Ignoring the mounting nausea, she tried to focus, to force her memory back into action. She ran through as many names as she could think of in the hope that one might click. None did. Her head pounded and there was a high-pitched whining in her ears. The harder she struggled to remember, the emptier her mind seemed to be.

She shivered and wrapped the coat around her bare legs. Her breathing was shallow and her hands were shaking uncontrollably. The fear engulfed her all of a sudden. She looked around. It was as though she was scared of something, or someone. It wasn’t just fear of the unknown–the unknown that was her identity–it was something dark and amorphous: a paranoia that she couldn’t explain. She only knew one thing for sure: she had to get away .

On autopilot, she grabbed the jacket from under her and stood up. Her legs wobbled and the ringing in her ears intensified. She was half expecting a paramedic or one of the other uniformed men to stop her as she slipped away, but nobody did.

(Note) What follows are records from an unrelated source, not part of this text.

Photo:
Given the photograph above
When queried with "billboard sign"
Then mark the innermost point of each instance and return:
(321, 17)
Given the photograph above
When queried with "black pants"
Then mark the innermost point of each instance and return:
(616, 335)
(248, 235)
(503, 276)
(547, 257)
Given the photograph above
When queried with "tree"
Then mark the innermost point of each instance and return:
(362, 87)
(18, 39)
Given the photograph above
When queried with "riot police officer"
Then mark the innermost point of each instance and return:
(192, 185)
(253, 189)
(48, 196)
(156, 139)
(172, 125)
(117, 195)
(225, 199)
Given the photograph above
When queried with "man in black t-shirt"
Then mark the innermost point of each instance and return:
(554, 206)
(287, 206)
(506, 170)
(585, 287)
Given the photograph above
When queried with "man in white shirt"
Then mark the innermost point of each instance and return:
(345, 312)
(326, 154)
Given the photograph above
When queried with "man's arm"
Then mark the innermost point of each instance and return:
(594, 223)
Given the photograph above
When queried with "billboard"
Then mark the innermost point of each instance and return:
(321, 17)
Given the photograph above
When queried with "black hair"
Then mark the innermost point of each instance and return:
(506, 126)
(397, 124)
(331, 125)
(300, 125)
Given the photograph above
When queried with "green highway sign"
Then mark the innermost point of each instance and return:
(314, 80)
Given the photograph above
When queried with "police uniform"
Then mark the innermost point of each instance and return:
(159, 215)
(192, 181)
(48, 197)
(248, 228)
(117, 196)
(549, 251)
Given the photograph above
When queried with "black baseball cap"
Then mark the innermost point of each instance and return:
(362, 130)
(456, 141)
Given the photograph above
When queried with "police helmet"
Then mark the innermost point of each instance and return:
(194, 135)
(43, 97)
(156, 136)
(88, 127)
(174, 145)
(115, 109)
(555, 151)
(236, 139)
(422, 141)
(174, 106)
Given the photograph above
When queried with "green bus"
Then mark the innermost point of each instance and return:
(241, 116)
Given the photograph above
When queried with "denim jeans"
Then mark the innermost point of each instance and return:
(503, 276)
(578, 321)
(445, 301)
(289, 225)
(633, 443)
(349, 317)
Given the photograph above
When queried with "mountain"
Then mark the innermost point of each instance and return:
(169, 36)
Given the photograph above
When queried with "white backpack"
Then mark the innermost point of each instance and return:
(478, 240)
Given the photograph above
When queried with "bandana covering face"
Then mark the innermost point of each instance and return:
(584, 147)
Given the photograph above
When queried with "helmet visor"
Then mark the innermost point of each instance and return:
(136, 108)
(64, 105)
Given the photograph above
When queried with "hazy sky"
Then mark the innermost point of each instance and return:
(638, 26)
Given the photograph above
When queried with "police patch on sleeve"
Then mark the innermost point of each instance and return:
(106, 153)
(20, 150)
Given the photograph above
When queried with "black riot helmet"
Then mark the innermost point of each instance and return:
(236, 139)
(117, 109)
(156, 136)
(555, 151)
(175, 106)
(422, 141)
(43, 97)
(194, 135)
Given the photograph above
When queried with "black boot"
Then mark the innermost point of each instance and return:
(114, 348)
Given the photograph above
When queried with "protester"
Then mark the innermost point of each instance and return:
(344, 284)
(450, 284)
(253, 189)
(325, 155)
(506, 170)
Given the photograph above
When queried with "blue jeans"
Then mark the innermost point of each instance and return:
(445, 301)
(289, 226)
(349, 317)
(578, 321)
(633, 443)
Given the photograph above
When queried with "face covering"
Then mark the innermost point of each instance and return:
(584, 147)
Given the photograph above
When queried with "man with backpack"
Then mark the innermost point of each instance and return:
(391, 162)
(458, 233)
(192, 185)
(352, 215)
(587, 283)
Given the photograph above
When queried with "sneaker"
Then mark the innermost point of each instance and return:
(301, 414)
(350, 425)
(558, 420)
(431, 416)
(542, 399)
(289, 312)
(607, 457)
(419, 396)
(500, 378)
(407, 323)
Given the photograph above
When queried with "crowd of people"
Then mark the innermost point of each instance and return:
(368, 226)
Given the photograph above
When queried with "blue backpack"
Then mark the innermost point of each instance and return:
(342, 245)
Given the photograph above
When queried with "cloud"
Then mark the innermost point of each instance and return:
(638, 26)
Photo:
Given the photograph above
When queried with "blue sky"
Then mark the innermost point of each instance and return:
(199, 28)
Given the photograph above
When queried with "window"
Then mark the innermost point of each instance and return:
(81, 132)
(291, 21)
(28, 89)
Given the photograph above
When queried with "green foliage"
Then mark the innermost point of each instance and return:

The scattered debris hindered her bare-footed progress, but slowly she picked her way down a narrow street bordered by tall buildings that seemed eerily quiet compared to the pandemonium she’d just left. She looked back. It was a nightclub, she ascertained. That explained her flimsy dress. The remains of a neon sign, bulbs half shattered, stuck out above the entrance, which was now little more than a burned-out concrete shell. She wondered what could have caused the destruction. A burst gas main? A bomb ?

She slowed down, relieved to have escaped unchallenged but still feeling tense and scared. It was partly the fear of what lay ahead, she thought, but mostly it was fear of what had gone before: the huge, gaping hole that was her past and, more specifically, the thing–whatever it was–that had caused her to run away.